When 1,500 students, educators, parents and social sectors come together with a shared goal of doing good, there is just one way of describing the result: electrifying! And what a joy it was to be back at the event!
Singapore’s largest showcase of social initiatives by children, the Be The Change Exposition (organised by SoCh in Action), saw another successful event on the 11th of November at SUNTEC Convention Centre and the event venue was abuzz with ideas, creativity and energy that synergized beautifully all over again! This year’s Exposition theme, ‘Unplugged’ was reflected in the various activities that encouraged the young to connect with themselves and with each other, without relying overtly on technology. The resulting response was both overwhelming and gratifying, as the children came forward with ideas, thoughts and creative suggestions that took the adults by surprise. Founder, Madhu Verma, echoed many other adult sentiments, when she said, “the children were so engaged… why can’t all the learning be outside the four walls of the classroom!”
Whether the students, danced to the energetic Zumba, engaged in the craft activities or captured their thoughts on post- its, hand prints or paper bricks, they gave it their 100%. As representatives of the future generation, they were engaged, interested and phenomenal! The 200 change makers, who showcased their social initiative projects talked passionately about their work and were excited about making a difference. As Nur Syariana from Greendale Secondary puts it, “we feel proud that we can actually help the society. It was difficult at first, but we enjoyed doing the project very much. It feels good to know that you can help people.” It feels good to know teenagers like you, Nur Syarina! In fact, it feels good to know each and every student, who contributed to the society, with the intention of doing good. You make us proud!

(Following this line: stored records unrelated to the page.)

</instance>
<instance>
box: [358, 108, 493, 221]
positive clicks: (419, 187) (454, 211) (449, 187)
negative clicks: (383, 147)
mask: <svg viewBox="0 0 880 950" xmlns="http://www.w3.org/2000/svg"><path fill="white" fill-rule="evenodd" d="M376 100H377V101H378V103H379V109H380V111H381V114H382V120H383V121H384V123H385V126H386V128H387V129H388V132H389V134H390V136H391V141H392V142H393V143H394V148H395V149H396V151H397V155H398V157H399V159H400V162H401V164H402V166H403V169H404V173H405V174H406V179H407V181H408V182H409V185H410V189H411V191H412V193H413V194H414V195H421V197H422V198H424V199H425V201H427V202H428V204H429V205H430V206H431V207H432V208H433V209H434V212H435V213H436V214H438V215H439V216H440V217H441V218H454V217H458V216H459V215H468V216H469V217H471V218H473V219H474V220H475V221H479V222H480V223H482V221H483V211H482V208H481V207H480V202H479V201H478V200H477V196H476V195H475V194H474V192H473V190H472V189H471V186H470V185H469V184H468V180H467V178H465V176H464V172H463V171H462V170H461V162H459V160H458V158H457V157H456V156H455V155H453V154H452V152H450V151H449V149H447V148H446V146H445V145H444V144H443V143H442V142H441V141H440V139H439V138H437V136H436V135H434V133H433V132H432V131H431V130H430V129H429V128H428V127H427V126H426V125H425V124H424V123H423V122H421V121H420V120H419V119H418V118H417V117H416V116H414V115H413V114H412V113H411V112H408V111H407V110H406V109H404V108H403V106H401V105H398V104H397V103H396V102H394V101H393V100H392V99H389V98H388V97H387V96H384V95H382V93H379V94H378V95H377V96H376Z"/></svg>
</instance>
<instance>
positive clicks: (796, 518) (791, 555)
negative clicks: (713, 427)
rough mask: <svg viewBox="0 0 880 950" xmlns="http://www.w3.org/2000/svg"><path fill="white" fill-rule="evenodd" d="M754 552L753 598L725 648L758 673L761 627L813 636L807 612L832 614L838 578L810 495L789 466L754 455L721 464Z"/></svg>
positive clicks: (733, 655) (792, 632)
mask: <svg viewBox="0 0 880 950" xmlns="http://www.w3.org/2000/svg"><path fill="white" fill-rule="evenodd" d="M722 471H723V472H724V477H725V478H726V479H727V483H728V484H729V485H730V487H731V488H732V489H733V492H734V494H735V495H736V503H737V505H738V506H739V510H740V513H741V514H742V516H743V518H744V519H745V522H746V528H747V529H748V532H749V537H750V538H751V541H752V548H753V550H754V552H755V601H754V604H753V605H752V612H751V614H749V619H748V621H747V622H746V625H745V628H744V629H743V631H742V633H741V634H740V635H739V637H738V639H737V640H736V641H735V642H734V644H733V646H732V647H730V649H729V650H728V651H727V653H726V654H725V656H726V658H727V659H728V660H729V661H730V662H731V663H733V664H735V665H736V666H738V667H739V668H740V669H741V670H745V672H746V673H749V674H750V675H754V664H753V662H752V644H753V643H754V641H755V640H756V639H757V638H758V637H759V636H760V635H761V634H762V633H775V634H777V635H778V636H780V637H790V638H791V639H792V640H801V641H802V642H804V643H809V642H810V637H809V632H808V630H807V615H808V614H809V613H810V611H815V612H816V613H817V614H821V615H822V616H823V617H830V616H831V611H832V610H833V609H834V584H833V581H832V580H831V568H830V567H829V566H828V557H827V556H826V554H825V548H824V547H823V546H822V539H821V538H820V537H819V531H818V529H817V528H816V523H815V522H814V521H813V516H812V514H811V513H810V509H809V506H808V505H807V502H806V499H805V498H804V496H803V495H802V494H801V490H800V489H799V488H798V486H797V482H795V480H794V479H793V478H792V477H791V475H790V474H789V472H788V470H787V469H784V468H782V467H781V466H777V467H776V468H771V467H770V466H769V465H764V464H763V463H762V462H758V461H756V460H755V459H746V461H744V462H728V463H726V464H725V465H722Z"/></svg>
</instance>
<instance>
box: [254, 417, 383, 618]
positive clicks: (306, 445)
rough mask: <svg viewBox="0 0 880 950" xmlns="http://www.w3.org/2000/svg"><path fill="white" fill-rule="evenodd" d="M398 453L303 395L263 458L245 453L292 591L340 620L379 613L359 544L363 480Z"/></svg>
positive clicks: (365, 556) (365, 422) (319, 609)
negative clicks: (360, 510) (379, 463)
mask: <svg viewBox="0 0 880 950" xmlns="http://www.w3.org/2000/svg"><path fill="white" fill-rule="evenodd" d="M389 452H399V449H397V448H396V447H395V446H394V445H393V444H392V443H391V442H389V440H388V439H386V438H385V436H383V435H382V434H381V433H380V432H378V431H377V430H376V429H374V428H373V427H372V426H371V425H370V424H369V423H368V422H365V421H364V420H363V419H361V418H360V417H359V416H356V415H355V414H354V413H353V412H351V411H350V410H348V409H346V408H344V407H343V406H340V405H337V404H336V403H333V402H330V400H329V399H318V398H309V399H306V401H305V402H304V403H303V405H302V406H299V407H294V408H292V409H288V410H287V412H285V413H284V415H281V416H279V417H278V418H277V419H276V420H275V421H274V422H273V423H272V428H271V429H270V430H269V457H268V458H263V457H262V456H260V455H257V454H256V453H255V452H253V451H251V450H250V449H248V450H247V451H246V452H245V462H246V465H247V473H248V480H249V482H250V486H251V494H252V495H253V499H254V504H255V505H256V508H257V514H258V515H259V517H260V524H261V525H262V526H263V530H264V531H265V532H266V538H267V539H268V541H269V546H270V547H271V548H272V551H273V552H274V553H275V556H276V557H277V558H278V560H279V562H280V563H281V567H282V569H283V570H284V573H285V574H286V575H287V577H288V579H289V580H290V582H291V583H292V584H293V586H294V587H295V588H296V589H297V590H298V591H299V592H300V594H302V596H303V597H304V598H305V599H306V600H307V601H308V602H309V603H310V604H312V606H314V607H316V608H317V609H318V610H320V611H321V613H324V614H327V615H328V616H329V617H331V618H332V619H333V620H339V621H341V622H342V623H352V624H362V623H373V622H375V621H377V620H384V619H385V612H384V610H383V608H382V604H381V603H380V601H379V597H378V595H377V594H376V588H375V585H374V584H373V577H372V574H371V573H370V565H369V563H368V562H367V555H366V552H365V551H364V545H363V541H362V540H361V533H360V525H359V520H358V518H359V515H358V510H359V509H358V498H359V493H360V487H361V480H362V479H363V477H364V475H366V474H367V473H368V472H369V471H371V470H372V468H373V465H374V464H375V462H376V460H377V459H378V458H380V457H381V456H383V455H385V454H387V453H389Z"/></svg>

Meanwhile, here’s an interesting nugget of information. Researchers Rosenthal and Jacobson suggest that every child is capable of extraordinary feats through self- fulfilling prophesies. Called the Pygmalion effect by psychologists, this theory refers to the tendency of the students to perform according to the expectation placed upon them. Thus, children tend to do better when treated as if they are capable of success. Does that mean every child can achieve great goals? The answer is indeed ‘yes,’ but first the right ecosystem of environment, encouragement and guidance have to be provided and that leaves us adults with a big responsibility: to nurture the next generation and bring the best out in them.